Australia has truly reached a historic turning point. In my book ‘Green is Good: an insider’s story of the battle for green Australia’* I track the progress of environmental ideals up to the present day and ask the question – are we close to transition? Certainly there has never been a policy debate as big and important as the emissions trading scheme – it is about economic adjustment on a macro scale. Compare this to the long years taken to push timber getting and woodchipping from many old growth forests, and the institution of multi-million dollar adjustment programs for workers and mills. Or the slow turnover of the car fleet so that it now has much improved emissions controls and uses lead-free petrol, under clean air policies.
These were single sectoral changes – emissions trading affects all parts of the economy. It’s the big opportunity the environment movement has been working for. There was a (in retrospect) feeble attempt under the Hawke government in the late 1980s with its ecologically sustainable development process, which did canvass the early warnings about climate change. But it was scuttled under the pressure of big business and the eventual election of the conservative Howard government.
Now we will test how mature environment concern in Australia has become.
 * ‘Green is Good: an insider’s story of the battle for a green Australia’ (ABC Books) was released in September.

Tags: ·

4 Comments so far ↓

  • fiona

    This is a great article, and highlights the problems in trading in opportunity costs. It was all the rage to ‘fight the market with the market’, in the early naughties, and I wonder, in the wake of the global financial crisis, whether governments might re examine the market logic behind things like ETSchemes. This article shows up the unintended consequences of trading schemes like the ETS.

  • Denis Wilson

    I am afraid that the Rudd Government believes in “market forces” acting in the Environment, at a time when the Finance Market has been shown to be totally self-serving, and unreliable.
    The Murray Darling will end up being privatised, and ruined. Not sure of the order.
    Garnaut is after all an economist, and he was Kevvie’s boss in the Embassy in Beijing. We need to learn to challenge his fundamental assumptions, not bow down just because we are told he is a wise old owl.
    I am afraid he is leading us to a hopeless compromise.
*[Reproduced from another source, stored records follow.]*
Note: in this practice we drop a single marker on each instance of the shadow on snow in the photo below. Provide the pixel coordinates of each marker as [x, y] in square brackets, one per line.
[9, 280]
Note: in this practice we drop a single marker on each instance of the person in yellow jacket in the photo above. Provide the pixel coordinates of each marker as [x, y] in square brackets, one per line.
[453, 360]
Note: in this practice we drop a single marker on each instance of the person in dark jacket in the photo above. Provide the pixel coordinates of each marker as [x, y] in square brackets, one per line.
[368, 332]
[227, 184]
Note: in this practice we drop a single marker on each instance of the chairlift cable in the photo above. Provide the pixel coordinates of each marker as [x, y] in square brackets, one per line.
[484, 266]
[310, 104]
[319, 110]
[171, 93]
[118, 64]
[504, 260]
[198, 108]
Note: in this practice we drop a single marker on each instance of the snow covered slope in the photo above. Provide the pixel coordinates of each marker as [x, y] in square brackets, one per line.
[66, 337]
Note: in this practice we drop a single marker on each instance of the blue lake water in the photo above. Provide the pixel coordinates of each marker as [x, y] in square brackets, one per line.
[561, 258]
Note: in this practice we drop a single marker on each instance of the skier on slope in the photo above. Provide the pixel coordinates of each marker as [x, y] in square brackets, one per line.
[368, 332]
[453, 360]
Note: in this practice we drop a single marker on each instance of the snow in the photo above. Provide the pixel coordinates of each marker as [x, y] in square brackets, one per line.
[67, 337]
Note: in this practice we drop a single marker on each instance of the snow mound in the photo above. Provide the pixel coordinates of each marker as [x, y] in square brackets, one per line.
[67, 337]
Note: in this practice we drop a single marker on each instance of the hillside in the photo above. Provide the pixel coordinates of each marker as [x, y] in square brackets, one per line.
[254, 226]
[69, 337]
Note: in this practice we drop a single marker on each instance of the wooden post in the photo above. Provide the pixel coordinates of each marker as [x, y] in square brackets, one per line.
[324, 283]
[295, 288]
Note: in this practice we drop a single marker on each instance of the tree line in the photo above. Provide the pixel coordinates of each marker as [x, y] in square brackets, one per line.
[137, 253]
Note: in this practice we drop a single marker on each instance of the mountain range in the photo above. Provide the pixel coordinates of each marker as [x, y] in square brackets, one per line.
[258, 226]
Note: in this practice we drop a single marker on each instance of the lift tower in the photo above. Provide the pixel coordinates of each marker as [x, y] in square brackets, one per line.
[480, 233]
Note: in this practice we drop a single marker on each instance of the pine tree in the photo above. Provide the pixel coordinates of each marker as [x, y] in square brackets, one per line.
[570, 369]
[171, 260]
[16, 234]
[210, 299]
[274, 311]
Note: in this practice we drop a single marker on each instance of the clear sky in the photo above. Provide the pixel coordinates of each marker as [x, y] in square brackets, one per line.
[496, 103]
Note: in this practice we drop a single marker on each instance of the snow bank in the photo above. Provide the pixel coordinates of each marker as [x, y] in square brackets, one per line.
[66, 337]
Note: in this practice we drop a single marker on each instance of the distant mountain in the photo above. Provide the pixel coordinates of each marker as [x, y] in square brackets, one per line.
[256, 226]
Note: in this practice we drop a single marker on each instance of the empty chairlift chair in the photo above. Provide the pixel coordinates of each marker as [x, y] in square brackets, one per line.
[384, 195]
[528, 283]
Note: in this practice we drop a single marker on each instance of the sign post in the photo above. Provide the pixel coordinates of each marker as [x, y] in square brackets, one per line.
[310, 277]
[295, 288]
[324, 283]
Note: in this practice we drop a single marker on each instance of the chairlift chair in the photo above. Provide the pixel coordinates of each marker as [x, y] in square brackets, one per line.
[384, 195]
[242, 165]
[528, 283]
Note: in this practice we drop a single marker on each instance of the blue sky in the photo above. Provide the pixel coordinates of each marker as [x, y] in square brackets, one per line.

Exemptions for the largest polluters is a nonsense, based upon fear of the power of the mega-powerful companies which are destroying our world.

  • Sarah

    Fingers crossed we take the more ambitious route.

  • allan kessing

    As Denis sez – Garnaut, like Stern, is an economist and it was the manipulation of the ‘dismal science’ that led to the current (& future) meltdowns.
    There is no rational reason to feed such morally myopic anti-rationalists, let alone take notice of their noxious nostrums yet the bureaucracy is still beholden to them – viz the vast acreages of ads for vacancies, at quite obscne (or at least economically irrational salaries.